Why are we fighting over eating peas?!? How can you be terrified of your car seat? And why are the echos of your screams so loud in an indoor pool?
More importantly: How are we going to get past this?
Let me just admit this up front, this idea wasn’t 100% mine. I wish I was this brilliant at motherhood…
It all started with an article that made it to my phone. Maybe it was a social media post or maybe it was the rabbit hole we call “Google”. But I stumbled on this article from a local writer, Regina Brett: “No kid-ding – ask your kids the right questions”.
Of course, all three questions listed were fantastic, but the one that jumped out to me was “How were you brave today?”
This was two years ago, when my 3 year old was just starting to hone in on her personality (timid) and the #metoo movement wasn’t even a glimmer in the public eye. So, encouraging a daily brave act wasn’t something on my current “to do” list.
Like any mom who hides her Pinterest addiction, I went to the craft store, bought a poster board and stickers and assembled a chore chart. One of the few chores listed: do something brave.

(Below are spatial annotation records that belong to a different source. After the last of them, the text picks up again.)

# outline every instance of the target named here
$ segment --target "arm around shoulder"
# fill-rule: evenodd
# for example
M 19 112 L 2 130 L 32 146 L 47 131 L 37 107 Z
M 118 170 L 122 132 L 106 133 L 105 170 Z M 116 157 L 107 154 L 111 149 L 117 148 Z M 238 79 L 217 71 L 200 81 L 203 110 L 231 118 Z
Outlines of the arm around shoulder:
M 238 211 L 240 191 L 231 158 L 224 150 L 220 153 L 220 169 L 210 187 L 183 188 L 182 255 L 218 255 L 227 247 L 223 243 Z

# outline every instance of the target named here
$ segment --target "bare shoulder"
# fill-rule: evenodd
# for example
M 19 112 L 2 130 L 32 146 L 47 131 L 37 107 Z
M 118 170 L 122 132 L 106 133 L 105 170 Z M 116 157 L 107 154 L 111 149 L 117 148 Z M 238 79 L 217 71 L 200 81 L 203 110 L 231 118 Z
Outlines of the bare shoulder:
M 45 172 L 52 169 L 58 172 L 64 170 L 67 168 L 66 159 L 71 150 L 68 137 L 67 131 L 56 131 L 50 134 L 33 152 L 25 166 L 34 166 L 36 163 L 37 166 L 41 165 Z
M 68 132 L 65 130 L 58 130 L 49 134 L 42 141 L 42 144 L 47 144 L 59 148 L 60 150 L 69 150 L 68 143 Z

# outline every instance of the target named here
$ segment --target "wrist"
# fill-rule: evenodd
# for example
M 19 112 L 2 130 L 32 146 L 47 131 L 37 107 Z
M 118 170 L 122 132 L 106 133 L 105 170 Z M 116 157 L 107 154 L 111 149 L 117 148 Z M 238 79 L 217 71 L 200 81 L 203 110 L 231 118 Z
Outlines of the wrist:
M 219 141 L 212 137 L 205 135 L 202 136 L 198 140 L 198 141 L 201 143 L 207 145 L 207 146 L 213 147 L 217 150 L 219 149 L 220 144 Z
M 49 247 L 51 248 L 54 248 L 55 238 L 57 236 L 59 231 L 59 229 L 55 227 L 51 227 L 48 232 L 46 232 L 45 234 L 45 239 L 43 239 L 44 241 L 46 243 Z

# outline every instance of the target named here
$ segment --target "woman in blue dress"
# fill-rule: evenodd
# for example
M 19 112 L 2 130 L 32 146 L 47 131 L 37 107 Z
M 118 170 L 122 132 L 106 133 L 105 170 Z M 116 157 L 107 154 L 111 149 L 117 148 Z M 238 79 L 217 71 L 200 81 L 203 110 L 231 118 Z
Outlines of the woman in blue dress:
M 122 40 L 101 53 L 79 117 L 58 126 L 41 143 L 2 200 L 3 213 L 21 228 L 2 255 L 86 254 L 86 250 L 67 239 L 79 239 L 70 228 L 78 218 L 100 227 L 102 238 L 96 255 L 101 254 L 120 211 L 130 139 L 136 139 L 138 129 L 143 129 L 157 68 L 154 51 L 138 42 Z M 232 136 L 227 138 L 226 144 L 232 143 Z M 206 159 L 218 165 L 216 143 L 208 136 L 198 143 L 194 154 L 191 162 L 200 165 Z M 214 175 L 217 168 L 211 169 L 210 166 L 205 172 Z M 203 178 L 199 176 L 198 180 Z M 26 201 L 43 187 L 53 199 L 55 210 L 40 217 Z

“What’s brave?” I remember her little voice asking me.
How do I explain this?
“It’s doing something you’ve never done before. And maybe you’re a little afraid, but you try it anyway.”
Was that simple enough?
It was for us. Over the next few weeks, my little Scarlett would do anything for that sticker next to her “brave” chore.
Swim lessons used to be met with hesitation. Her little feet would barely shuffle toward the edge of the pool and the look on her face told me she wasn’t even going to attempt blowing bubbles underwater. She was scared. I was frustrated.
But with the daily encouragement of bravery, pretty soon she was jumping in from the side. She would run to me afterwards and tell me how brave she was.
Dinner was a total 180. Foods that seemed “yucky” all of a sudden became a new challenge to tackle. I told her trying new foods counted toward being brave. And she won many a sticker.
The battles became fewer. Her attitude became more confident.
She just turned five. Her little sister is on the verge of turning 3. And so now we have new and more extensive chore charts. But #9 … “Do something brave”.
Laying this groundwork early is hopefully setting the stage for when she steps foot into kindergarten next week. And again when she starts high school. And when it comes to climbing that proverbial mountain, maybe that confidence will be deep down inside, a part of her fabric and personality. And my hopes as a mother is that it launches her into an amazing adulthood. After all, she’s certainly earned more than a sticker.